他讲完了。一时大厅鸦雀无声,所有人在震惊过后都看向霍长风。
“废物!”霍长风瞪眼大吼,一掌下去,茶台上杯盏乱跳。
“王天逸,本来那些刺客的首级是武当要的,现在他们从你手里逃脱了,武当哪里如何交代?难道你要我们开六雄大会?你本戴罪立功之身还如此不谨慎。”坐在霍长风下面的刘远思见帮主说完了,马上说了起来:“本来寿州大败就是因为你疏忽而起,这次看来你还没吸取教训,怎能如此大意?”
“要是今晚对付你地是我,明天锦袍队就从江湖上永远消失了!你个蠢材,花费帮里那么多银钱就是要你这种废物糟蹋的吗?还有脸在这里显眼?王八蛋!”掌管水运的盛如海本就是和易月走的很近,一直看不来王天逸这种等于从暗组背叛易月洗白的人,此刻有了机会,几乎跳起来大骂。
盛如海骂完王天逸还不过瘾,扭头指着王天逸现在的上司黄山石叫道:“老二,你就是这么找这种手下的吗?长乐帮的家底都被你败光了啊!”
黄山石被盛如海指着鼻子大骂,扭头又看霍长风脸都青了,自己又是惶恐又是气愤,一口气全撒在场里的王天逸头上了,他瞪着溜圆的眼珠子看着王天逸,大骂道:“长乐帮地脸都被你丢光了!”猛地站起来,一把抄起茶几上的茶杯,轮圆了胳膊劈头盖脑朝王天逸砸了过来。

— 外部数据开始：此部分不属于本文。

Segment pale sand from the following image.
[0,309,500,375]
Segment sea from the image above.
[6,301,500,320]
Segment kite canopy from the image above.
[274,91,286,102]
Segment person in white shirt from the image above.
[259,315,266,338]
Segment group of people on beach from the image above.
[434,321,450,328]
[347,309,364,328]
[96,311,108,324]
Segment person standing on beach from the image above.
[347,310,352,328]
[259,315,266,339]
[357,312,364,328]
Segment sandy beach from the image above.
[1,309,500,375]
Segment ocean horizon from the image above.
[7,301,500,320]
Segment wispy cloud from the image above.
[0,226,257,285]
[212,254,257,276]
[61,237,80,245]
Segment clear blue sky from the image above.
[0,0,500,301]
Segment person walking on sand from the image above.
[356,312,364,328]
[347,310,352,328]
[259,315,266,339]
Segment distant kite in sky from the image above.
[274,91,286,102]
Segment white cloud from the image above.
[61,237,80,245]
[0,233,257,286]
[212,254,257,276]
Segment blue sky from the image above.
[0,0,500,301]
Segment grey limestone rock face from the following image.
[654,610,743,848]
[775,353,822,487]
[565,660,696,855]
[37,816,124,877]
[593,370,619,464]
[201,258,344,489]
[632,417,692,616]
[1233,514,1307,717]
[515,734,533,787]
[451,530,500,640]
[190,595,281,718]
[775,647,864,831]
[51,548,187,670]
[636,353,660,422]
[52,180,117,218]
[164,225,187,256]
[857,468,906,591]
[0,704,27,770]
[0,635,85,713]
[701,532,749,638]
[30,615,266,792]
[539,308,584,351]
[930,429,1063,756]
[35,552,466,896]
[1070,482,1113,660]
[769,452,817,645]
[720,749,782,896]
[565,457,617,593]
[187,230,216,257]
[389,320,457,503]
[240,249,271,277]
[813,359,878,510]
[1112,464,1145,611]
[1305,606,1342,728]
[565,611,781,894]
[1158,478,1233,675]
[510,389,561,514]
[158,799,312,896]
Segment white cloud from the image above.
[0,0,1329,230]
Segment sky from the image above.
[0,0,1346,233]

单腿跪地的王天逸低着头都能清楚的感觉到那道激射而来的劲风,但他能怎么样,只能一边喃喃着“属下该死”,一边用头去接那道杀气腾腾的劲风。
“啪!”黄老地茶杯在王天逸脑袋上砸得粉碎。
在满脸茶水和新喷涌而出热血的温热里。王天逸只感到一阵剧痛难当,这茶杯恰恰砸在伤口上,顺着自己身体摇摇欲坠的昏晕,王天逸把另一条腿也跪了下来,五体投地的他喊的依旧是:“属下该死!”
几个人气急败坏的骂够,最后定下了一个计划。让王天逸赶紧找武当派赔罪,一定不能让他们离开建康让大会不欢而散。
听到命令后,王天逸抬起血流满面地脸问道:“那丁家要不要去?”
“你脑子被砸糊涂了吗?”林谦指着王天逸鼻子大骂:“丁家那群疯子本就是要赵乾捷活着就行,现在他被同党救走了,和我们送他们那里去有狗屁分别?!”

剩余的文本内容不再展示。